Disease heterogeneity and molecular classification of inflammatory palmoplantar diseases

Abstract

Palmoplantar pustulosis (PPP) is an inflammatory disease characterized by relapsing eruptions of neutrophil-filled, sterile pustules on the palms and soles that can be clinically difficult to differentiate from non-pustular palmoplantar psoriasis (palmPP) and dyshidrotic palmoplantar eczema (DPE). To identify overlapping and unique PPP, palmPP, and DPE drivers to provide molecular insight into their pathogenesis. We performed bulk RNA sequencing of lesional PPP (n=33), palmPP (n=5), and DPE (n=28) samples, as well as 5 healthy non-acral and 10 healthy acral skin samples. Acral skin shows a unique immune environment, likely contributing to a unique niche for palmoplantar inflammatory diseases.

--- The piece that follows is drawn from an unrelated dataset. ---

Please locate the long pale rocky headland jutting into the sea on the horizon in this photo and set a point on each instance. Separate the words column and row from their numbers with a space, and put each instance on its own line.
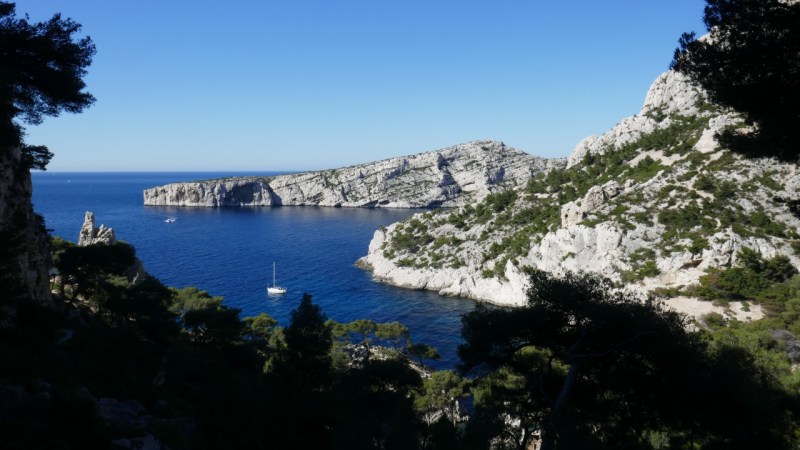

Compared with healthy acral skin, PPP, palmPP, and DPE displayed a broad overlapping transcriptomic signature characterized by shared upregulation of pro-inflammatory cytokines (TNF, IL36), chemokines, and T cell-associated genes, along with unique disease features of each disease state, including enriched neutrophil processes in PPP and to a lesser extent in palmPP, and lipid antigen processing in DPE. Strikingly, unsupervised clustering and trajectory analyses demonstrated divergent inflammatory profiles within the three disease states. These identified putative key upstream immunological switches, including eicosanoids, interferon responses, and neutrophil degranulation, contributing to disease heterogeneity. We demonstrate the molecular overlap between different inflammatory palmoplantar diseases that supersedes clinical and histologic assessment, yet highlighting the heterogeneity within each condition, suggesting limitations of current disease classification and the need to move toward a molecular classification of inflammatory acral diseases.